What Should You Do If You Think You Have COVID-19?

Dr. Marcus Zervos, division head of infectious diseases at Henry Ford Health System in metro Detroit, addresses rumors about the pandemic
Photo: IStock

The outbreak of coronavirus disease 2019 — or COVID-19, for short — has sparked alarm and uncertainty since the first infections were recorded in Wuhan, China, in December. Since then, COVID-19 has spread across the globe, and the World Health Organization is now reporting more than 118,000 cases in 114 countries and nearly 4,300 deaths.
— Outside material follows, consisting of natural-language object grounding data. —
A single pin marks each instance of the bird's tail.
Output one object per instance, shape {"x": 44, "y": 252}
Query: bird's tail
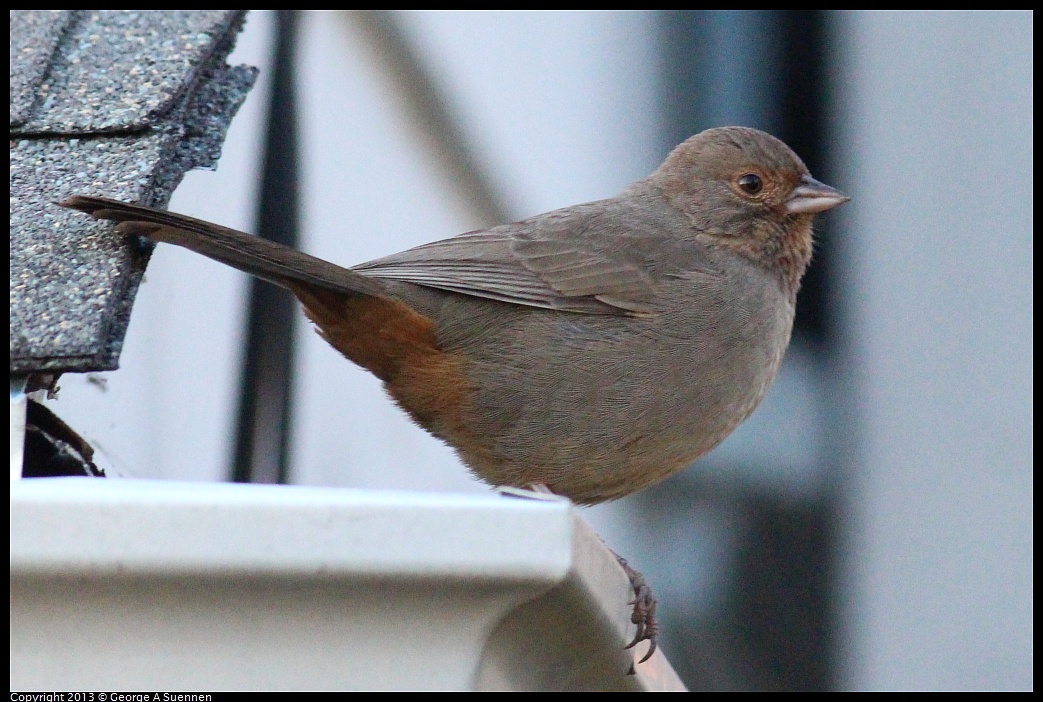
{"x": 267, "y": 260}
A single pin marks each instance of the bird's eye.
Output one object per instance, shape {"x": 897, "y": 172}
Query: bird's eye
{"x": 751, "y": 184}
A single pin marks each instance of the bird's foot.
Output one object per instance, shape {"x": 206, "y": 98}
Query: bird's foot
{"x": 644, "y": 613}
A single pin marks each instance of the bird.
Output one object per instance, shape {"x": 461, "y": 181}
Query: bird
{"x": 590, "y": 351}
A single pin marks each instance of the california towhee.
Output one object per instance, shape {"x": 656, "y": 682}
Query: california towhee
{"x": 593, "y": 349}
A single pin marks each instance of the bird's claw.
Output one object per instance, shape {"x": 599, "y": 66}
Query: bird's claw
{"x": 644, "y": 613}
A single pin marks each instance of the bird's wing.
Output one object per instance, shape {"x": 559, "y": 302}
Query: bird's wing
{"x": 576, "y": 260}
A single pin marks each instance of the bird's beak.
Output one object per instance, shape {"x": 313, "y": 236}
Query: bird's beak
{"x": 811, "y": 196}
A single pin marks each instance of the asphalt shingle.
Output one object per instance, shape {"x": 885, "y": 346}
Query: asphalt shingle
{"x": 122, "y": 104}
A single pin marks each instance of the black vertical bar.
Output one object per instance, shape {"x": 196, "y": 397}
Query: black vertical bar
{"x": 265, "y": 405}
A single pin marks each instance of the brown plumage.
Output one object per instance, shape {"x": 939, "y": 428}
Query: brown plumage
{"x": 595, "y": 349}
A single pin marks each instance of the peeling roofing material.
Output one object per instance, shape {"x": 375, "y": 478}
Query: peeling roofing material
{"x": 118, "y": 103}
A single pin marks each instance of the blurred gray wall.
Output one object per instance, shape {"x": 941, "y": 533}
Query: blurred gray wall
{"x": 937, "y": 132}
{"x": 932, "y": 408}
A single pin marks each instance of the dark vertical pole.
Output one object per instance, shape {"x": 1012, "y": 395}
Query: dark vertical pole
{"x": 265, "y": 404}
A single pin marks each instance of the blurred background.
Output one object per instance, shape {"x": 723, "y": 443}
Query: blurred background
{"x": 870, "y": 527}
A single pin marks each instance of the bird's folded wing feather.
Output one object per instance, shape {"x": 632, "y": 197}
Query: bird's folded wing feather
{"x": 554, "y": 261}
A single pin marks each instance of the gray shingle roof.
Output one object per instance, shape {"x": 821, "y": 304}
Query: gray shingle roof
{"x": 110, "y": 102}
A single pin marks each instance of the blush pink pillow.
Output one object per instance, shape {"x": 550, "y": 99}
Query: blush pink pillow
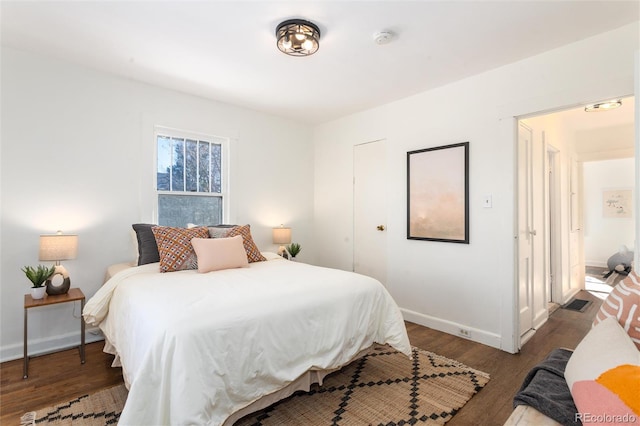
{"x": 215, "y": 254}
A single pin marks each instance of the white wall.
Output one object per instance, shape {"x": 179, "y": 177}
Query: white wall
{"x": 603, "y": 236}
{"x": 447, "y": 286}
{"x": 77, "y": 154}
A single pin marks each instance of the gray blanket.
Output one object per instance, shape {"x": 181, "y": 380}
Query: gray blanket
{"x": 545, "y": 389}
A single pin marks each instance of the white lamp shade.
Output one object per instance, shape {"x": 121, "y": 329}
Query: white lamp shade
{"x": 281, "y": 235}
{"x": 58, "y": 247}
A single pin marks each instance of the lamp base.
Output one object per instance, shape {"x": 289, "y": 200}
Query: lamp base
{"x": 53, "y": 289}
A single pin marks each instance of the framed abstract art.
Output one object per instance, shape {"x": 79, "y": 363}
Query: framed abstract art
{"x": 438, "y": 194}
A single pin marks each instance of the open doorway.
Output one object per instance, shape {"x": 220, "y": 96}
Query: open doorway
{"x": 568, "y": 143}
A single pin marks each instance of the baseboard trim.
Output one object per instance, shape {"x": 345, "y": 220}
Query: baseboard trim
{"x": 450, "y": 327}
{"x": 50, "y": 344}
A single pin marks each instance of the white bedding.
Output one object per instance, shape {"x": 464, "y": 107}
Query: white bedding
{"x": 196, "y": 348}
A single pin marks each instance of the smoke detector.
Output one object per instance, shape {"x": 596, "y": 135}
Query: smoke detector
{"x": 383, "y": 37}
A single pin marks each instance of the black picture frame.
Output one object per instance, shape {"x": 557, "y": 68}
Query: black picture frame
{"x": 438, "y": 194}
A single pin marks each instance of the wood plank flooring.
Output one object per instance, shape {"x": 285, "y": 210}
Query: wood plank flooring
{"x": 59, "y": 377}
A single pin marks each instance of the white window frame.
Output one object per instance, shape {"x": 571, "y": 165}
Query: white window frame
{"x": 225, "y": 143}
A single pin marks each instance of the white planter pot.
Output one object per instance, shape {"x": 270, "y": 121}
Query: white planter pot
{"x": 38, "y": 292}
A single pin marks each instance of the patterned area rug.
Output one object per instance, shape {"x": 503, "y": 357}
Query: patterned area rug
{"x": 98, "y": 409}
{"x": 382, "y": 388}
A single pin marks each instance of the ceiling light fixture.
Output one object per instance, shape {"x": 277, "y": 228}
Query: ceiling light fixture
{"x": 297, "y": 37}
{"x": 603, "y": 106}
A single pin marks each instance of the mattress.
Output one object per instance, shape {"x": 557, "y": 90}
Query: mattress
{"x": 197, "y": 348}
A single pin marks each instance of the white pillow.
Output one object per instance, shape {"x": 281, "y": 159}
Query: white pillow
{"x": 603, "y": 375}
{"x": 215, "y": 254}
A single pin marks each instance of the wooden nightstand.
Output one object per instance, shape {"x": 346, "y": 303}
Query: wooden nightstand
{"x": 73, "y": 295}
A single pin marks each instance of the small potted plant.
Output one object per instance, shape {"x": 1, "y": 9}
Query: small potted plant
{"x": 293, "y": 249}
{"x": 38, "y": 276}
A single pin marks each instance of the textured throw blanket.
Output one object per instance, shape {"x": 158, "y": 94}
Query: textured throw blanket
{"x": 545, "y": 389}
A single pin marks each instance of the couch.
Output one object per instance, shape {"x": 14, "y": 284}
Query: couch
{"x": 599, "y": 381}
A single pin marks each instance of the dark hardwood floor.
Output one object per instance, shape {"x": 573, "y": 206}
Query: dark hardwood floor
{"x": 59, "y": 377}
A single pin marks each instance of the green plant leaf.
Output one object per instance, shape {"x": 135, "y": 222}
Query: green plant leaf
{"x": 294, "y": 249}
{"x": 39, "y": 274}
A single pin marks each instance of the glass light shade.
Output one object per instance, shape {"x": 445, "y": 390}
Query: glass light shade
{"x": 281, "y": 235}
{"x": 297, "y": 37}
{"x": 58, "y": 247}
{"x": 603, "y": 106}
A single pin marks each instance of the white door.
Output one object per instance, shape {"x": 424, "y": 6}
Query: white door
{"x": 539, "y": 213}
{"x": 370, "y": 210}
{"x": 525, "y": 231}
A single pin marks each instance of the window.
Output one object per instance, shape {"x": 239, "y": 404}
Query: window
{"x": 191, "y": 178}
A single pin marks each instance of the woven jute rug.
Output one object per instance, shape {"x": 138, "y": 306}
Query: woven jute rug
{"x": 382, "y": 388}
{"x": 101, "y": 408}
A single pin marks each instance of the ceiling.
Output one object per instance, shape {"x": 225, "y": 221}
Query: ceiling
{"x": 226, "y": 50}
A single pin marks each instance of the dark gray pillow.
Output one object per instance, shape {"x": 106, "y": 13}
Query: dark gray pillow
{"x": 147, "y": 246}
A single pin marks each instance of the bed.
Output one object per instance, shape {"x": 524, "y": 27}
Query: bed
{"x": 208, "y": 348}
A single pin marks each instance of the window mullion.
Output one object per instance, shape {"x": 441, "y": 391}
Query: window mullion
{"x": 184, "y": 165}
{"x": 171, "y": 164}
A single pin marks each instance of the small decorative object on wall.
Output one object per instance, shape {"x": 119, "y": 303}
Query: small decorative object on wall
{"x": 438, "y": 194}
{"x": 617, "y": 203}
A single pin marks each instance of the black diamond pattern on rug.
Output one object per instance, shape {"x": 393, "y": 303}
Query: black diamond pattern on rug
{"x": 383, "y": 388}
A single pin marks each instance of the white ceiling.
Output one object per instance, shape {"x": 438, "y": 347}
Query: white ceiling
{"x": 226, "y": 50}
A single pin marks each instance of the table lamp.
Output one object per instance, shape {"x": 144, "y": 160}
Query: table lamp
{"x": 281, "y": 236}
{"x": 58, "y": 247}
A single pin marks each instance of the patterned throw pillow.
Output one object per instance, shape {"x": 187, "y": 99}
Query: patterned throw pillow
{"x": 603, "y": 375}
{"x": 175, "y": 249}
{"x": 623, "y": 303}
{"x": 253, "y": 253}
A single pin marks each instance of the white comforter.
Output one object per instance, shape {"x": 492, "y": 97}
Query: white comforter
{"x": 195, "y": 348}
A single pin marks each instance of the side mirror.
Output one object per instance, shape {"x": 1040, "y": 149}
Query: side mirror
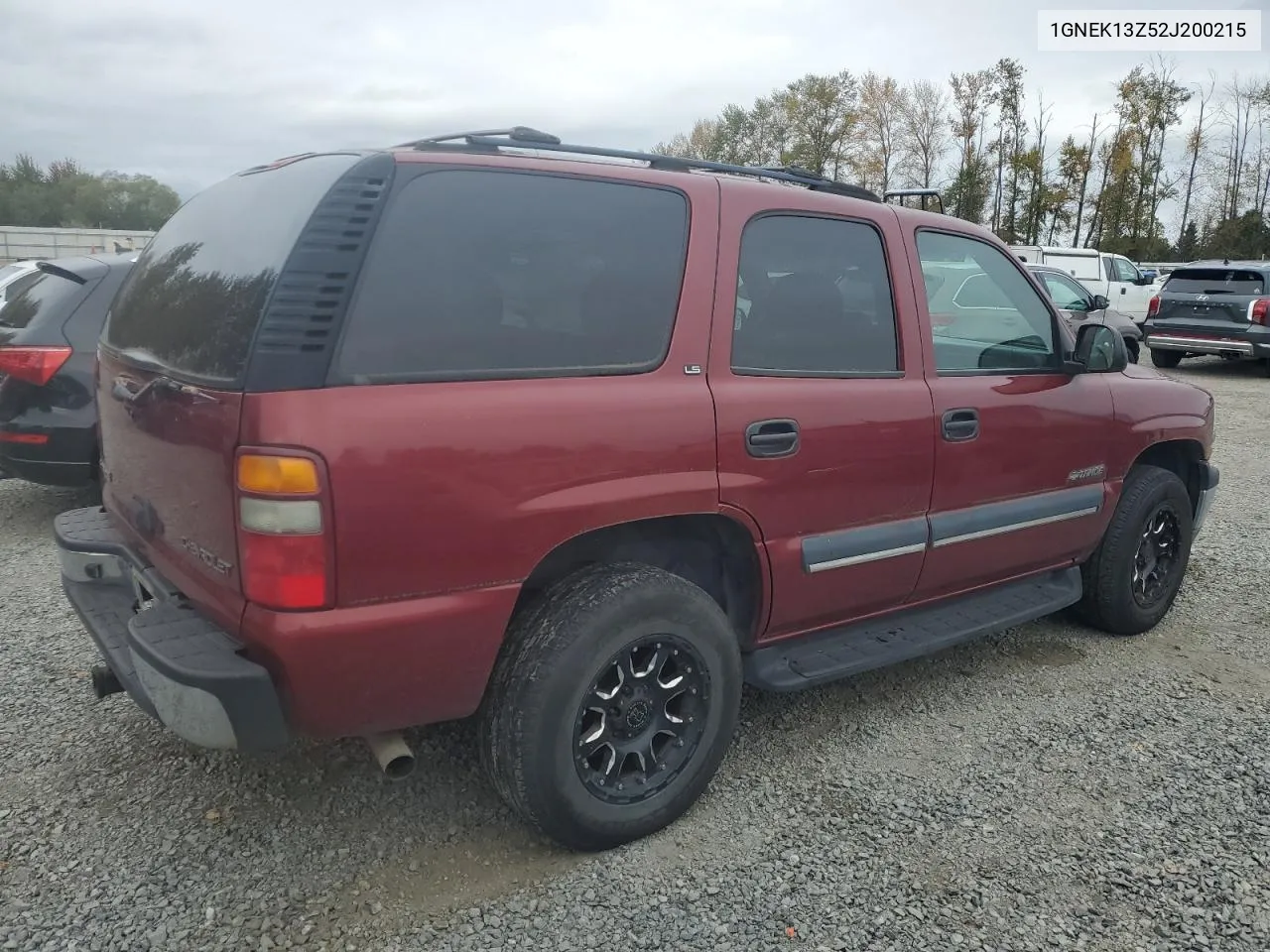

The first two cases were reported in Michigan on March 10. The following day, the World Health Organization labeled the outbreak a pandemic, and Gov. Gretchen Whitmer held a press conference in which she recommended that gatherings of more than 100 people be canceled or postponed. Locally, a number of universities are moving to online learning and events like the Corktown St. Patrick’s Day Parade, Marche du Nain Rouge, and country music star Blake Shelton’s Little Caesars Arena show have been canceled. Nationally, everything from the NBA season to Broadway shows have been put on pause.

As the impact of the respiratory illness continues to spread, so has misinformation. We talked to Dr. Marcus Zervos, division head of infectious diseases at Henry Ford Health System in metro Detroit, to address some of the rumors about COVID-19 and learn how we in the U.S. and Michigan can stay healthy now that the virus is spreading here.

How worried should U.S. residents be about the spread of COVID-19?

The situation is rapidly evolving, but the public health community’s concern about the spread of COVID-19 in the U.S. has increased since the first cases were recorded here. “A heightened level of preparation is needed,” Zervos says. “The general consensus, at least among infectious disease experts, is that we need to prepare for the worst possibility.” That means strengthening surveillance, boosting availability of testing and personal protective equipment, and increasing hospital supplies for treating patients.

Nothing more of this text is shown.